There has been a surge in demand for personal loans in Singapore during the past few years. This is the reason why I decided to discuss it here in my blog post to help people understand more about this financial product.
What is a personal loan? How does it work?
There are two types of loan: a secured and an unsecured one. The former is a loan that requires collateral in exchange for the money lent. Mortgages and car loans are the most popular examples of this. On the other hand, an unsecured loan doesn’t need collateral to get approved. The bank also won’t ask how you will use the money being borrowed. Personal loans belong to this latter category. Apply for a loan with highly rated money lender www.moneylenderreview.com.
An unsecured loan has a higher interest rate since the banks are assuming a higher risk in lending you money. They also have a shorter repayment period which usually falls between 1 to 5 years.
Now, you may be wondering how much you can borrow with an unsecured personal loan. With a secured loan, the amount depends on the estimated value of the collateral. But how about for a loan without any collateral?
In Singapore, the amount you can loan will depend on your monthly income multiplied by a certain number. The multiplier is determined by the bank based on their assessment of your financial capability.
So, if your monthly income is S$4,000 and the bank decides to offer a loan 3x your income, the total amount you can borrow is S$12,000. As you may already know, in addition to the loan interest which has a rate of around 9% to 18%, there are additional fees you have to think about when borrowing money from banks. Usually, this will cost you another S$50 to S$90 annually. In short, you’ll be paying more than S$12,000 if you decide to borrow the full amount.
Smart ways to use a personal loan
Since personal loans are easier to get, you might be tempted to use it for a holiday vacation or for buying that new gadget you’ve been eyeing for quite some time now. Considering the high interest rates and additional charges associated with a personal loan, it’s not a smart move to use it to finance leisure and entertainment expenses.
So is it altogether bad to get a personal loan? For what purpose is it okay to get one?
One situation where it can help you reduce the cost of your other loans is in debt consolidation. In debt consolidation, all your existing loans are merged into one to make it easier to repay them. Usually, consolidated debts have lower interest rates and better repayment terms than most types of loans.
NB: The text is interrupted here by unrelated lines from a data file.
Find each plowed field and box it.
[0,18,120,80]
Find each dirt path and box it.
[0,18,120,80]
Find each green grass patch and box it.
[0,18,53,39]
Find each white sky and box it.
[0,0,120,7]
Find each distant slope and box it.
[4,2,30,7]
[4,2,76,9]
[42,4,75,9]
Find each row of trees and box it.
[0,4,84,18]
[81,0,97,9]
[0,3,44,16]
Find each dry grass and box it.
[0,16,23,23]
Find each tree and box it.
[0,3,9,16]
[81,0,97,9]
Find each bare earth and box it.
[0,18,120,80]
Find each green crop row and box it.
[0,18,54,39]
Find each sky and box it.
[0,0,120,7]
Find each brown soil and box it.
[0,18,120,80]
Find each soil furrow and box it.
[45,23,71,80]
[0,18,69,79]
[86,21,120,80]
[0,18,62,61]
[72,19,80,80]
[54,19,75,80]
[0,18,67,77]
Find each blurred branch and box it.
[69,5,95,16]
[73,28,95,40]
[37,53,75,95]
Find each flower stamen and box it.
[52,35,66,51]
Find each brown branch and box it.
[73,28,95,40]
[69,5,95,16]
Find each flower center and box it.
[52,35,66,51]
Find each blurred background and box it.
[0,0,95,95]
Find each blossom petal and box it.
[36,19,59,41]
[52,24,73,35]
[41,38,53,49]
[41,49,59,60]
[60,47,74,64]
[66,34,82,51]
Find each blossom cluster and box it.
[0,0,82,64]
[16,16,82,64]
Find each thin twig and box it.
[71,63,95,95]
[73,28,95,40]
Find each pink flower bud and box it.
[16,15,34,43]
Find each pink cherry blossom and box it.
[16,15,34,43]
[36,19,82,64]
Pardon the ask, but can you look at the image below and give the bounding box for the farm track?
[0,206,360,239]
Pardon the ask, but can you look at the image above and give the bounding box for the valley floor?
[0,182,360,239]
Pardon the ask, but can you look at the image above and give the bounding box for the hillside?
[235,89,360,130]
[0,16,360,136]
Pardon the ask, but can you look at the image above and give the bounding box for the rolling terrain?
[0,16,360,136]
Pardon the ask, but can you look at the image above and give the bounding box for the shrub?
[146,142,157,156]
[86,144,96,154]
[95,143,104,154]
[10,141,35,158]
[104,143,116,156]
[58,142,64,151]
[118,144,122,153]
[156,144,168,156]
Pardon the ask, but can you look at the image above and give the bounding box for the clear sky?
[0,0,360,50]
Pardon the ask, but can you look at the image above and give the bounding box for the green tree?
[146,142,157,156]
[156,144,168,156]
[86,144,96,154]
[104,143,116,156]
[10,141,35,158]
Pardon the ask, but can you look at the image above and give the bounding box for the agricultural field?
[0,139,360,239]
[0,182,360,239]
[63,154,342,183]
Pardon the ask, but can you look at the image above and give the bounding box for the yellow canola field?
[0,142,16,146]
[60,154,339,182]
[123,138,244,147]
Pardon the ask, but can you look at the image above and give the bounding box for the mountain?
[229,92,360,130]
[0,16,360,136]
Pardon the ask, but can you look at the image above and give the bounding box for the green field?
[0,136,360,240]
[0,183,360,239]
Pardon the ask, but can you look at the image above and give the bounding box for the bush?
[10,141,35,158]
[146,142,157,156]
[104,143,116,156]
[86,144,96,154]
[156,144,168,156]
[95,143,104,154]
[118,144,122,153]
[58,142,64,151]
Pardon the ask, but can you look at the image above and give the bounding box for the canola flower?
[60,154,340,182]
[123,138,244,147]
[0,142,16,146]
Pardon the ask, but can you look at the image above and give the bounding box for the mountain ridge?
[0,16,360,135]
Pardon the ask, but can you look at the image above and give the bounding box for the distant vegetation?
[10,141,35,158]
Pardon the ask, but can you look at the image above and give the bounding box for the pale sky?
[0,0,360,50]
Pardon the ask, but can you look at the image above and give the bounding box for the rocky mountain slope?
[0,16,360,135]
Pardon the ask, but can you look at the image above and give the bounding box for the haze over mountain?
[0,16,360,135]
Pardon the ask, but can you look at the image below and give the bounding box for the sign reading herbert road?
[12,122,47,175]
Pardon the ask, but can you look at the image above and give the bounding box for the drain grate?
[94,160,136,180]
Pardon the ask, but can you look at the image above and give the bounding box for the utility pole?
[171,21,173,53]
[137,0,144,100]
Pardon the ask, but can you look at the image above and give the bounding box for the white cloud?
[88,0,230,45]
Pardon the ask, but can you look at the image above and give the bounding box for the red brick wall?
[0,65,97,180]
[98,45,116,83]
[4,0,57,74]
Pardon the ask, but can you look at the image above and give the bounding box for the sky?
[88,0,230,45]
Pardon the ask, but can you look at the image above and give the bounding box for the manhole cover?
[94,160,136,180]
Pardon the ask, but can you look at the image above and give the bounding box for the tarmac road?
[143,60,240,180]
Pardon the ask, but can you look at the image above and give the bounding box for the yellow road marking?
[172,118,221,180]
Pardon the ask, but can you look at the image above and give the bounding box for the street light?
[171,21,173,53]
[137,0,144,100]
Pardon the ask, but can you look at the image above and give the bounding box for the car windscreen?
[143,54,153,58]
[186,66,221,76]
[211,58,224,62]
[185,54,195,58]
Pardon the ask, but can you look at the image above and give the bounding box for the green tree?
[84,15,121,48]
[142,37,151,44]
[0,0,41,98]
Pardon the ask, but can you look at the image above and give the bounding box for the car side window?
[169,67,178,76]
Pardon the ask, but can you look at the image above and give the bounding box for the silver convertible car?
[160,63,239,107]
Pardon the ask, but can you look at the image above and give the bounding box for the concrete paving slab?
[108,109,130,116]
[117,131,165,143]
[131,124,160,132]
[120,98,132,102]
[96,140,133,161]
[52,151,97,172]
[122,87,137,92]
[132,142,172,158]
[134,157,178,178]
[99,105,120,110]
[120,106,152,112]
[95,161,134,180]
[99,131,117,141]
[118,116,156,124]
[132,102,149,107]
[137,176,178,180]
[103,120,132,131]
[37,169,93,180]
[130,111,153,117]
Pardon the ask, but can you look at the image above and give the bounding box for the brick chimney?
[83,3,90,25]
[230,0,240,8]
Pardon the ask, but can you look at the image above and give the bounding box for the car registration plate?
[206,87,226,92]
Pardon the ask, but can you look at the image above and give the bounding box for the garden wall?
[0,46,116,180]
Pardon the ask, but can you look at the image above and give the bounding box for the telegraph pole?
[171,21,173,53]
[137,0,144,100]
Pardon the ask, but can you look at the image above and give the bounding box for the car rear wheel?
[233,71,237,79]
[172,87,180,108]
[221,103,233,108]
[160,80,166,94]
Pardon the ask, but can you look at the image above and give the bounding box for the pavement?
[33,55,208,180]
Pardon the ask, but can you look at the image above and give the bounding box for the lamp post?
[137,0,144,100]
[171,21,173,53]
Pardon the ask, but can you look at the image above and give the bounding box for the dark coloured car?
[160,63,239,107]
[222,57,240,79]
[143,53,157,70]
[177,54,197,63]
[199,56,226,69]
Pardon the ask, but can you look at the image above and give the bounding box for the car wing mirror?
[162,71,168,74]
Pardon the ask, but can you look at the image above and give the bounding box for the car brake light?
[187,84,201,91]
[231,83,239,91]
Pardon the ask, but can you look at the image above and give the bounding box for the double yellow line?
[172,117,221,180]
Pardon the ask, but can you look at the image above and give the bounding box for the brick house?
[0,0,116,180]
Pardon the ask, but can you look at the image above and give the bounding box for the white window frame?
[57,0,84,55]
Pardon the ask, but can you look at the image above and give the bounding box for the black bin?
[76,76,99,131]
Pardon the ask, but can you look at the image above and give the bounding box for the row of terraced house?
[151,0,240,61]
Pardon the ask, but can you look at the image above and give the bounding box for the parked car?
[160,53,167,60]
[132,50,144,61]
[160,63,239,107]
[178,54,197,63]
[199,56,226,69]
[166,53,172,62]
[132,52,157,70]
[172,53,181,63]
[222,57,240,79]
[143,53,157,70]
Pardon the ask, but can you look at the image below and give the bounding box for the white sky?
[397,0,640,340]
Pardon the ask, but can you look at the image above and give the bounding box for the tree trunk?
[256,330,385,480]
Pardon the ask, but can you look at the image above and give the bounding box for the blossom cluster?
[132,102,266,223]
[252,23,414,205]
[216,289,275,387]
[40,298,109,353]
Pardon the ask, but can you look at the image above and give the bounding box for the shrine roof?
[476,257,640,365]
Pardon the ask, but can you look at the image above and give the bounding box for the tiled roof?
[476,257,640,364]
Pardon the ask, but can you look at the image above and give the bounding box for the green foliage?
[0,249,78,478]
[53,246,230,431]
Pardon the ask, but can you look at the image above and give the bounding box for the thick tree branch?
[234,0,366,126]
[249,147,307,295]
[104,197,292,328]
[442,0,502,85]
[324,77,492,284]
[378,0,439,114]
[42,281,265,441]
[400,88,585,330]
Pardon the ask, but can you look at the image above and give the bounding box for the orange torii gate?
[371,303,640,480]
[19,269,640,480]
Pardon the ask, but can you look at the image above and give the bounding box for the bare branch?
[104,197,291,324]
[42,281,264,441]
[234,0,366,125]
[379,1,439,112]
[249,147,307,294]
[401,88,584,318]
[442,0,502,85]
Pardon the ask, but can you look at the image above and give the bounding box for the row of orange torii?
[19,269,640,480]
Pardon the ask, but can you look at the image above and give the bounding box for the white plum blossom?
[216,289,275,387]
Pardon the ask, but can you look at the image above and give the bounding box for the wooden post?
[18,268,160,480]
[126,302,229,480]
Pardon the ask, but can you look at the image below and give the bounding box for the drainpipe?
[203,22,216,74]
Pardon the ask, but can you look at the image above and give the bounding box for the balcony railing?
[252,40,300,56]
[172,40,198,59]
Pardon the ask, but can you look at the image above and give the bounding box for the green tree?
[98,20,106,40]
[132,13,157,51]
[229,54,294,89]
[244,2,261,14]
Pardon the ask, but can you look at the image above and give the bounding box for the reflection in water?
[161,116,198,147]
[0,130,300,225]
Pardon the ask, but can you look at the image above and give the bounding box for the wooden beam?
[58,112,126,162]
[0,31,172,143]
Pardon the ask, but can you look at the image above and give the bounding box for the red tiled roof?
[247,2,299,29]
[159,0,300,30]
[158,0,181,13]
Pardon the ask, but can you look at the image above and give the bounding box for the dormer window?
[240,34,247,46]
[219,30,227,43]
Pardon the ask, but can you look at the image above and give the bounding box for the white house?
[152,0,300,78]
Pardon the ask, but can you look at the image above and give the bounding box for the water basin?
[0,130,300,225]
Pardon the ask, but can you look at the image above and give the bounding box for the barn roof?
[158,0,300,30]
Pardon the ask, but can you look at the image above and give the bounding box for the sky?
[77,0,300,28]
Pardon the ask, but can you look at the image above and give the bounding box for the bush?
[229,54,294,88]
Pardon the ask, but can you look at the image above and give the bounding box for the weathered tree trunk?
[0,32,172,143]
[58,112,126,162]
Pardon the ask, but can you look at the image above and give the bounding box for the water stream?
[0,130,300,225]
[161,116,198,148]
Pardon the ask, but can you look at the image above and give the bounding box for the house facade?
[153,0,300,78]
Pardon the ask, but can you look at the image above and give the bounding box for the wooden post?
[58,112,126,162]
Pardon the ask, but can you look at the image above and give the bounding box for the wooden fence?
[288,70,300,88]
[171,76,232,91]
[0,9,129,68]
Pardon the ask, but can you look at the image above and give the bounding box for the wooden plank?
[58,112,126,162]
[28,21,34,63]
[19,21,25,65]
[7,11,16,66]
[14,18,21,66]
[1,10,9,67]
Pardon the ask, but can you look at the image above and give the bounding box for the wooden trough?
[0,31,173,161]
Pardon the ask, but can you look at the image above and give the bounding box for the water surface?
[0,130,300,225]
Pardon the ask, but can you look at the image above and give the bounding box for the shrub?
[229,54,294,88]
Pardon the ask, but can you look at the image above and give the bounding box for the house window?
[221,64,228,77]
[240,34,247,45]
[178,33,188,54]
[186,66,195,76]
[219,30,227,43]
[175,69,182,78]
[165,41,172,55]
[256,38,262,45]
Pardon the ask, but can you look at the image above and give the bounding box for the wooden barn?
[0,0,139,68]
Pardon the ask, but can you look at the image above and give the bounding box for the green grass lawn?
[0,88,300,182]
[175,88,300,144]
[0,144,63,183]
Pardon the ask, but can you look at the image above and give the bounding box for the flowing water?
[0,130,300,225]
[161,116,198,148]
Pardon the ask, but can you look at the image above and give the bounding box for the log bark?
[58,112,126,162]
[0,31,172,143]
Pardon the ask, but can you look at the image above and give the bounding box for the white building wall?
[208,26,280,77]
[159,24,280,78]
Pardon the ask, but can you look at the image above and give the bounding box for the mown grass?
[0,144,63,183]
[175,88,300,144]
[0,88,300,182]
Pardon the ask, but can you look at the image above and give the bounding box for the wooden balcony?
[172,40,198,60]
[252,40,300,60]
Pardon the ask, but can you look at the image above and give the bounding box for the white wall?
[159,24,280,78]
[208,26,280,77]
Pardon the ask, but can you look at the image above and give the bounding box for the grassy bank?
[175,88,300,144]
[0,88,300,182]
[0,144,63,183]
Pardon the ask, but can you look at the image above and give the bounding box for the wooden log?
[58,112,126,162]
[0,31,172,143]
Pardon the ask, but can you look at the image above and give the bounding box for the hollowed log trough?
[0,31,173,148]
Another instance where you can make better use of a personal loan is in covering another debt with a bigger interest rate such as credit cards. Credit cards are known to have the highest interest rates among financial products, which is why it would be better to pay it off first using a personal loan which has a much lower interest rate.
Probably the best way to use a personal loan is by spending it on something that will give you a brighter future. Funding a small business, paying for professional education, or investing in a rapidly appreciating asset are some of the situations where it’s wise to use borrowed money.
If you need help in getting a personal loan, make sure you compare all bank offers first before selecting the best one suited to your needs.